Trimming solves "the response is too big." Subagent delegation solves "the work is too messy."

If you only trim results, you still leak the shape of the exploration into the parent — every intermediate step, every query, every tool search. The parent's history still grows with each step the subagent would have handled.

If you only use subagents, you're adding unnecessary complexity to simple lookups that could be handled by returning fewer fields.

The decision rule

When you're wiring up a new tool in your agent:

Trim the result when:

The tool work is a single call-and-extract
You can define upfront what fields the LLM needs
The response is large but the work is simple

Delegate to a subagent when:

The work requires multiple tool calls in sequence
The agent needs to search, decide, then query (exploration)
Intermediate results are high-volume but only the final answer matters to the caller
The work might involve retries or branching paths

The impact

After applying both strategies — trimming simple results and delegating exploratory reads to a subagent — our parent orchestrator's context stays flat regardless of how many tool operations it coordinates:

Metric	Before (inline)	After (trim + subagent)
Parent sees from tool search	~34K chars of schemas	Nothing (subagent handles it)
Parent sees from API query	~12K chars of full entities	~100 chars: IDs extracted
History growth per turn	Quadratic (compounds)	Flat (~100-200 chars per task)

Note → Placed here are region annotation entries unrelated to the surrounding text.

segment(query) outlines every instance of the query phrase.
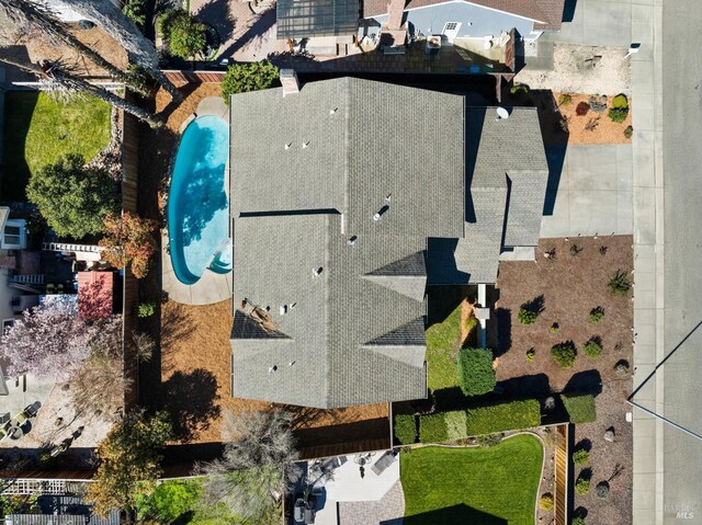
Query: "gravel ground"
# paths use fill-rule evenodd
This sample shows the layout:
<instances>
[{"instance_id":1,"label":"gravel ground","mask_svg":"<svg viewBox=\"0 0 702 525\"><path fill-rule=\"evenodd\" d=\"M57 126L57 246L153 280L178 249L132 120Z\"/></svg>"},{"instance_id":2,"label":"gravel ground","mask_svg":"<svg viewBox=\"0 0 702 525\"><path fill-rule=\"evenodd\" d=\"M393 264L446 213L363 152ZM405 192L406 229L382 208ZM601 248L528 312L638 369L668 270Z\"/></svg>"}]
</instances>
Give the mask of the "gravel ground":
<instances>
[{"instance_id":1,"label":"gravel ground","mask_svg":"<svg viewBox=\"0 0 702 525\"><path fill-rule=\"evenodd\" d=\"M567 93L602 93L614 95L631 93L631 68L626 49L621 47L591 47L573 44L554 44L552 71L522 69L516 83L531 89L551 89ZM595 67L585 60L601 56Z\"/></svg>"},{"instance_id":2,"label":"gravel ground","mask_svg":"<svg viewBox=\"0 0 702 525\"><path fill-rule=\"evenodd\" d=\"M574 256L570 247L582 251ZM600 253L600 247L607 253ZM544 253L556 249L556 260ZM632 391L631 376L621 377L613 370L620 359L632 363L633 308L631 297L612 297L608 282L618 271L631 275L633 267L630 236L544 239L536 250L535 262L500 264L497 282L500 298L497 303L499 342L497 349L497 379L506 395L544 396L558 391L592 391L596 393L598 419L593 423L576 425L575 443L590 448L592 490L576 495L575 506L587 510L587 522L599 525L631 523L632 512L632 426L625 413L631 411L626 397ZM523 303L543 294L543 312L532 326L517 322ZM604 309L598 324L589 322L595 307ZM554 333L550 330L558 324ZM584 343L602 338L601 358L591 359L581 353ZM573 341L580 352L573 368L561 368L550 355L551 347ZM535 349L533 362L525 358L528 349ZM600 391L601 390L601 391ZM599 393L598 393L599 391ZM614 427L614 443L604 441L604 432ZM576 477L581 469L576 468ZM588 472L586 472L588 473ZM609 499L595 494L600 481L610 483ZM582 511L580 511L582 512Z\"/></svg>"}]
</instances>

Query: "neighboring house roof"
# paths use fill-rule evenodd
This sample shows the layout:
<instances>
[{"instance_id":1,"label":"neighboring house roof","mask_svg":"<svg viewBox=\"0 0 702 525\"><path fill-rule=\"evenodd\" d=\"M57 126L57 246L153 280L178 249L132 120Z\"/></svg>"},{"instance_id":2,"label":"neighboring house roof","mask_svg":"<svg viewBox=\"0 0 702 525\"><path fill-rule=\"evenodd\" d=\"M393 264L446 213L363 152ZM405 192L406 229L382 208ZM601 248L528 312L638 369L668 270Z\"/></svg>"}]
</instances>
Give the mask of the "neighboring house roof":
<instances>
[{"instance_id":1,"label":"neighboring house roof","mask_svg":"<svg viewBox=\"0 0 702 525\"><path fill-rule=\"evenodd\" d=\"M309 38L354 34L359 0L278 0L279 38Z\"/></svg>"},{"instance_id":2,"label":"neighboring house roof","mask_svg":"<svg viewBox=\"0 0 702 525\"><path fill-rule=\"evenodd\" d=\"M456 0L409 0L405 10L426 8ZM483 8L512 13L535 22L535 30L559 30L563 20L565 0L471 0ZM372 18L387 14L387 0L364 0L363 16Z\"/></svg>"},{"instance_id":3,"label":"neighboring house roof","mask_svg":"<svg viewBox=\"0 0 702 525\"><path fill-rule=\"evenodd\" d=\"M343 78L230 109L234 300L275 327L235 312L233 396L426 397L424 250L463 235L463 98Z\"/></svg>"}]
</instances>

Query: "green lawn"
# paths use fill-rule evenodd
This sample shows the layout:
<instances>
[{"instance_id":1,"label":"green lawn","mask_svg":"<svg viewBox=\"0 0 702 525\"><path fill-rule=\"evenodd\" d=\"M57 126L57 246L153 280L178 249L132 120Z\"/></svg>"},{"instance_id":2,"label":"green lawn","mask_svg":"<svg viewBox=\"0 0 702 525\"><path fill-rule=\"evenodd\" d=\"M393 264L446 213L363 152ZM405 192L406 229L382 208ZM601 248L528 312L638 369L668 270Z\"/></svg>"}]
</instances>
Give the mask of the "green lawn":
<instances>
[{"instance_id":1,"label":"green lawn","mask_svg":"<svg viewBox=\"0 0 702 525\"><path fill-rule=\"evenodd\" d=\"M24 201L30 174L63 153L90 160L110 142L110 105L93 98L57 102L47 93L4 95L3 173L0 198Z\"/></svg>"},{"instance_id":2,"label":"green lawn","mask_svg":"<svg viewBox=\"0 0 702 525\"><path fill-rule=\"evenodd\" d=\"M492 447L404 453L404 523L534 525L542 461L541 442L525 434Z\"/></svg>"},{"instance_id":3,"label":"green lawn","mask_svg":"<svg viewBox=\"0 0 702 525\"><path fill-rule=\"evenodd\" d=\"M461 305L443 322L427 330L427 368L430 390L458 386L455 355L461 346Z\"/></svg>"}]
</instances>

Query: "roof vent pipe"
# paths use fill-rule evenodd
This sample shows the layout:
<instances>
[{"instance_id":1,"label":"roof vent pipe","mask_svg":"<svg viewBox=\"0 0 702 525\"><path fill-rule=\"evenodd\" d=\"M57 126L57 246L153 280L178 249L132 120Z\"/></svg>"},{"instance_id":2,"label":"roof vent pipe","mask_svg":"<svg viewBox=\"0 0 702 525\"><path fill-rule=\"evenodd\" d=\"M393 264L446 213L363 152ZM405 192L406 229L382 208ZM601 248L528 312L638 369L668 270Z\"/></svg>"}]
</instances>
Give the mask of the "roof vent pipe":
<instances>
[{"instance_id":1,"label":"roof vent pipe","mask_svg":"<svg viewBox=\"0 0 702 525\"><path fill-rule=\"evenodd\" d=\"M283 96L299 93L299 82L294 69L281 69L280 79L283 87Z\"/></svg>"}]
</instances>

The subagent still pays its own multi-turn cost internally, but that cost is bounded and ephemeral. It doesn't compound across the parent's lifetime.

The takeaway

The quadratic cost of multi-turn tool calling is real, but "use subagents" isn't always the answer, and "trim your results" isn't always sufficient.

The distinction that matters is whether you're dealing with a lookup or an exploration. Lookups produce large responses that can be trimmed at the source. Explorations produce entire sub-conversations that need to be contained.

The next time a trace surprises you with its cost, look at the input breakdown. If 80-90% is input tokens, check what's being replayed. If it's bloated API responses, trim them. If it's an entire multi-turn workflow that the parent didn't need to witness, wrap it in a subagent and return only the answer.